Their call to move toward zero brought out many critics who mentioned old, much-used arguments: nuclear weapons cannot be disinvented; some countries will successfully hide weapons; not all nations will comply. One commenter on the proposal by Shultz and colleagues noted, however, that ending the Cold War was more utopian than the elimination of nuclear weapons and that 95 percent of nations are already nuclear free. Of course, it will take time to move toward zero, but many steps can be taken in the meantime. There is a need for good positive thinking about verifying movements toward zero.
Shultz and others advocate a series of steps to reduce the nuclear threat. An obvious one is to increase the
decision times for the launch of nuclear-armed ballistic missiles to reduce risks of accidental or unauthorized use. They also advocate the Comprehensive Nuclear Test Ban Treaty, a stronger nonproliferation regime, and an international system to manage the risks of the nuclear fuel cycle.
I think Schulz and others were weak on ballistic missile defense (BMD). They said, “Undertake negotiation toward cooperative multilateral ballistic-missile defense and early warning systems. This should include agreements on plans for countering missile threats to Europe, Russia and the United States from the Middle East.”

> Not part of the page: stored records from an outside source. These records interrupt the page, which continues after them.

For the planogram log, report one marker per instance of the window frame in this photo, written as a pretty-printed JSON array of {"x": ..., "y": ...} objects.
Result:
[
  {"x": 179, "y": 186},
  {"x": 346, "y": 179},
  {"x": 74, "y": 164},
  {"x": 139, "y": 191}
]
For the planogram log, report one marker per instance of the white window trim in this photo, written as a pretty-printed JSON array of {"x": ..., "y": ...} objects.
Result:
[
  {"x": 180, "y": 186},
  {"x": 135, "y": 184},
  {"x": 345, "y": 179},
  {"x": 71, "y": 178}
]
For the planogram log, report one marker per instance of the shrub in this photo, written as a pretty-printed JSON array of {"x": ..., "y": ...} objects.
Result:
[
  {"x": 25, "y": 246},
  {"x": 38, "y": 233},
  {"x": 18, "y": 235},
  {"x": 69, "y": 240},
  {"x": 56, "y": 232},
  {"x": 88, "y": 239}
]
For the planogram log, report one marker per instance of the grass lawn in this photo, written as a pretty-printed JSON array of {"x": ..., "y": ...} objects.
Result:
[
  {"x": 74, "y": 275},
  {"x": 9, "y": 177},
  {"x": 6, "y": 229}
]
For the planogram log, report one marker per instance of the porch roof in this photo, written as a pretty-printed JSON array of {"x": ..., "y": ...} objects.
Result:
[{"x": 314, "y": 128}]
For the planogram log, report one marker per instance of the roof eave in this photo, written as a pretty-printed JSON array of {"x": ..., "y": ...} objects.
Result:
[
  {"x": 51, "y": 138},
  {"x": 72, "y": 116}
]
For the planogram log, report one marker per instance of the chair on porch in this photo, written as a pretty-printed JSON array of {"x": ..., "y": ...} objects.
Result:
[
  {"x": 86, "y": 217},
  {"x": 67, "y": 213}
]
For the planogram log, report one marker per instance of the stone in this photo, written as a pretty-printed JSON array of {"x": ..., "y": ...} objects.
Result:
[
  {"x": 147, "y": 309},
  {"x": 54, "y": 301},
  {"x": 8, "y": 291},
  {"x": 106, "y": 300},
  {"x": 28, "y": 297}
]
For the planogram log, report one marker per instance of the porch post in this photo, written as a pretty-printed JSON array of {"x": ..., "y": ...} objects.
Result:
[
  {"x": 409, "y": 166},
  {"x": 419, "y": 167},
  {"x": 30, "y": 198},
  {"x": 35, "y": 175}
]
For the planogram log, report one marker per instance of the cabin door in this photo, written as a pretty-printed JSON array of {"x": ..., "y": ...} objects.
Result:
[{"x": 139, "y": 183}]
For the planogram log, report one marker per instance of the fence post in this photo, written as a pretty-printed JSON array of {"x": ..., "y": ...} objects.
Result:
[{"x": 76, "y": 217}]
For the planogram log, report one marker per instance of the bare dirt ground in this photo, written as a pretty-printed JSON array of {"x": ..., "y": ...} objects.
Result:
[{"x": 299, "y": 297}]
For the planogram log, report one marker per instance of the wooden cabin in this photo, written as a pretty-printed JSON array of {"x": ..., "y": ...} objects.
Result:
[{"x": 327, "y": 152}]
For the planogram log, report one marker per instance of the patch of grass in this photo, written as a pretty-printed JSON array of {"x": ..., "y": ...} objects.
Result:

They do not mention one measure that I think is very important: a considerable reduction or elimination of missiles with multiple, independently targetable reentry vehicles (MIRVs). Because each of those missiles carries several weapons, they are more likely to be launched in response to warnings than missiles with single warheads. The understandable fear is that missiles with multiple warheads will be destroyed if they are not used quickly.
Kissinger remarked decades ago that the United States should have thought through more carefully the development and deployment of MIRVs. They were (and still are) very destabilizing to arms control. One missile with multiple warheads could destroy three to ten missiles of the other superpower.
I think that Shultz and others should have been stronger about nuclear weapons that are still deployed in Europe. They called only for a dialogue with other NATO countries and Russia about the forward deployment of weapons, a careful accounting of them, and their eventual elimination. Moving to eliminate tactical and other remaining nuclear weapons in Europe, including western Russia, seems to me to be amenable to negotiation. Those weapons are no longer deployed in Belarus, Kazakhstan, or Ukraine—countries that were formerly part of the Soviet Union.
PROPOSED NEW U.S. DELIVERY SYSTEMS
The administration of President Barack Obama stunned arms control advocates by embarking on an aggressive effort to upgrade the military’s nuclear weapons programs, including requests to buy twelve new missile-firing submarines, up to a hundred new bombers, and four hundred land-based missiles over the next thirty years. Russia, whose nuclear delivery systems were degraded after the breakup of the Soviet Union, has made recent efforts to reverse that trend under President Vladimir Putin. That reversal, Russia’s annexation of the Crimea, threats to Ukraine, a more aggressive China, and warfare with Muslim extremists have contributed to calls in the United States for increased nuclear capabilities. However, massive rebuilding of U.S. nuclear forces appears to have caused Russia to modernize more of its nuclear arsenal than previously planned in an attempt to keep up with the United States. These contribute to a new Cold War mentality and increase the dangers of nuclear war.